Seewald quer saber sobre as muitas teorias da conspiração das quais se continua falando sobre a sua renúncia. Chantagem? Complô? "São todos absurdos", corta o papa emérito. Na verdade, ainda há algo a aprender com o seu passo, uma novidade a ser valorizada: "O papa não é um super-homem. Se ele renuncia, mantém a responsabilidade que assumiu em um sentido interior, mas não na função. Por isso, o ministério papal não é diminuído, embora, talvez, se ressalte mais claramente a sua humanidade".
O que a opinião pública fica sabendo sobre a relação do papa emérito com Francisco? Primeiro: ele não esperava Bergoglio. O arcebispo de Buenos Aires foi para ele "uma grande surpresa". Ele não tinha ideia de quem podia ser o seu sucessor.

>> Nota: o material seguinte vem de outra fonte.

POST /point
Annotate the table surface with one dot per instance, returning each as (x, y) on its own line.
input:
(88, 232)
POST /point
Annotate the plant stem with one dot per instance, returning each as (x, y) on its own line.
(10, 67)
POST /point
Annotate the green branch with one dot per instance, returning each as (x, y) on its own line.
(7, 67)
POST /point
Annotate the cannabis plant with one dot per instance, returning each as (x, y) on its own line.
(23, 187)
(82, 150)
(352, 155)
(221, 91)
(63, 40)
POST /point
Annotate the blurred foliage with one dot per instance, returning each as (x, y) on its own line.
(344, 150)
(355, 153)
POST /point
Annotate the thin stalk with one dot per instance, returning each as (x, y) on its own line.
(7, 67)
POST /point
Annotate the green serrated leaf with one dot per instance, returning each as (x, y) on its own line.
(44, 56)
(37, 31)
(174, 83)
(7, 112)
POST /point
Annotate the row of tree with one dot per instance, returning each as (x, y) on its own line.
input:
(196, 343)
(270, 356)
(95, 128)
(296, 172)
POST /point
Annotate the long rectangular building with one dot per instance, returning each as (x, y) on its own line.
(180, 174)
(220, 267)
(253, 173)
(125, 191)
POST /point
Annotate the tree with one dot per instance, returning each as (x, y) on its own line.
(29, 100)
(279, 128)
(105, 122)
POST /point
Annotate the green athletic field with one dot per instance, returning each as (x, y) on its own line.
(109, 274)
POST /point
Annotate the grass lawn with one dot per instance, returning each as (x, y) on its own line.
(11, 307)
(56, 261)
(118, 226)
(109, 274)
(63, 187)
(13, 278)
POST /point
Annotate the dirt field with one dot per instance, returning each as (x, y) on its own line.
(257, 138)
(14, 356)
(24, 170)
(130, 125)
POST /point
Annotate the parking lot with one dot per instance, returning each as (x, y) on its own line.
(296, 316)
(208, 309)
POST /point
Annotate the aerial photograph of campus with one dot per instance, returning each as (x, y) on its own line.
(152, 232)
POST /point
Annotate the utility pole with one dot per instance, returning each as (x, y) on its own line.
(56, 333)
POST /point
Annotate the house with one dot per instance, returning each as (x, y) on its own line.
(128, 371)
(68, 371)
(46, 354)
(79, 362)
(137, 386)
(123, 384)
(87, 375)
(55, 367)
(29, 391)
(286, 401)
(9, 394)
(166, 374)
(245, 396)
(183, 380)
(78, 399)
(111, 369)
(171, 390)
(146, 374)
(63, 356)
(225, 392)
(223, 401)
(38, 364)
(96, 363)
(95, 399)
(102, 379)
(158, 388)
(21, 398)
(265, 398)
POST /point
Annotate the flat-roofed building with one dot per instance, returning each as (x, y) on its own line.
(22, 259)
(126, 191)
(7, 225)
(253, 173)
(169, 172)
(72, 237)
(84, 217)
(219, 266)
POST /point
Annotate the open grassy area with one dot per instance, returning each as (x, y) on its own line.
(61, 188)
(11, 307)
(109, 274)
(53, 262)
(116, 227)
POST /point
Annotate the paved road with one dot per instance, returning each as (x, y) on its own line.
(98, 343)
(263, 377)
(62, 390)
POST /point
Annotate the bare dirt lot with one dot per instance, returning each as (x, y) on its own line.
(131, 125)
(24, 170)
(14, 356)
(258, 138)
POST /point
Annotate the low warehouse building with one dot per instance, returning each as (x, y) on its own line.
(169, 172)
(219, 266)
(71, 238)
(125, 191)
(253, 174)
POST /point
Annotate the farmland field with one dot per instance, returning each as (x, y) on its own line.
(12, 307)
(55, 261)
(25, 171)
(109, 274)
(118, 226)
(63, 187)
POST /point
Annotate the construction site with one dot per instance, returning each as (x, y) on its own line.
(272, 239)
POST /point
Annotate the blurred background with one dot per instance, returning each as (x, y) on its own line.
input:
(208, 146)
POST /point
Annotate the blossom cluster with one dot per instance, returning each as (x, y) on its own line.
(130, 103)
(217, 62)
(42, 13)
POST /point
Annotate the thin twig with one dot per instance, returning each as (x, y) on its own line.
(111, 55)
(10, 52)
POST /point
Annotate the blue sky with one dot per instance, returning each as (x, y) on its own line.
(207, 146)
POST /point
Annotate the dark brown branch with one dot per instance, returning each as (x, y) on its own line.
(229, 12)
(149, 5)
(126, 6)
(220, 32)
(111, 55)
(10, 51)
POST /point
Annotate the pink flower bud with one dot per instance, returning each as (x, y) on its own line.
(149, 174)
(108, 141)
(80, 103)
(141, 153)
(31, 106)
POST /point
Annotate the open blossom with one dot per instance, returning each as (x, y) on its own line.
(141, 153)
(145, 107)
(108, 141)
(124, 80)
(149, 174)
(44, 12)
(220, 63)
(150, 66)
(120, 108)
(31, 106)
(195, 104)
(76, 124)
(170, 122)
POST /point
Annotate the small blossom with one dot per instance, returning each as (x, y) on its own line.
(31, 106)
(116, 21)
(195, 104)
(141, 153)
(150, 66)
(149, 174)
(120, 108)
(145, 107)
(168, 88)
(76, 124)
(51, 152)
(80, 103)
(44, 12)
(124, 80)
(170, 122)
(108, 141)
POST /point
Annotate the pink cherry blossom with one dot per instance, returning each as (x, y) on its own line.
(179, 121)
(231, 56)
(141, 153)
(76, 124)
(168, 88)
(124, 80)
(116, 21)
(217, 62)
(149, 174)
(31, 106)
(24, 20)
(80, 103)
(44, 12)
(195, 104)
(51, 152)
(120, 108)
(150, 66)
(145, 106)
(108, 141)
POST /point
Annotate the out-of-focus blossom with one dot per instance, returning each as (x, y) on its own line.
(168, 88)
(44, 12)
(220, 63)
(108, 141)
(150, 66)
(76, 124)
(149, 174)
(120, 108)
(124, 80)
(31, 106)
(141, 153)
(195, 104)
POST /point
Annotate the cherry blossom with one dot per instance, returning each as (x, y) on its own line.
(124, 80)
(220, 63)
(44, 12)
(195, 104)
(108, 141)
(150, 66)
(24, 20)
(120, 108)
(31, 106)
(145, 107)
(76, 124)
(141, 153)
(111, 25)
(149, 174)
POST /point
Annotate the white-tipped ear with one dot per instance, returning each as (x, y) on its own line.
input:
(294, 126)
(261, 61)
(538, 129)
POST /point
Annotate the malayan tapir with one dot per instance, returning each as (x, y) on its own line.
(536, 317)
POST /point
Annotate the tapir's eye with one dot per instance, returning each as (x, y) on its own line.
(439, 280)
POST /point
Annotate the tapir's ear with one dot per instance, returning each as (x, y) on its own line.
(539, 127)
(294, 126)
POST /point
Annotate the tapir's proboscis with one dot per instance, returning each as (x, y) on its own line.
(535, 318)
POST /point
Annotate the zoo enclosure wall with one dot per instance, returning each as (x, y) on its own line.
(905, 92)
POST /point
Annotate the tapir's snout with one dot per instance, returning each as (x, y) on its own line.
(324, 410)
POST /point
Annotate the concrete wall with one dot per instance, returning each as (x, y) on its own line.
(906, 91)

Mas, depois da eleição, assim que viu – na televisão, em Castel Gandolfo – como o novo papa "falava, de um lado, com Deus, de outro, com os homens, fiquei realmente contente. E feliz". E até este momento está satisfeito com o ministério do Papa Francisco? Sem meias palavras, responde: "Sim. Há um novo frescor no seio da Igreja, uma nova alegria, um novo carisma que se dirige aos homens, já é uma coisa bonita. Muitos estão agradecidos porque agora o novo papa tem um novo estilo. O papa é o papa, não importa quem seja."
O seu modo de agir não lhe criar problemas, "ao contrário. Eu gosto". Ele não vê uma ruptura com o seu pontificado: "Talvez, coloque-se a ênfase em outros aspectos, mas não há nenhuma contraposição".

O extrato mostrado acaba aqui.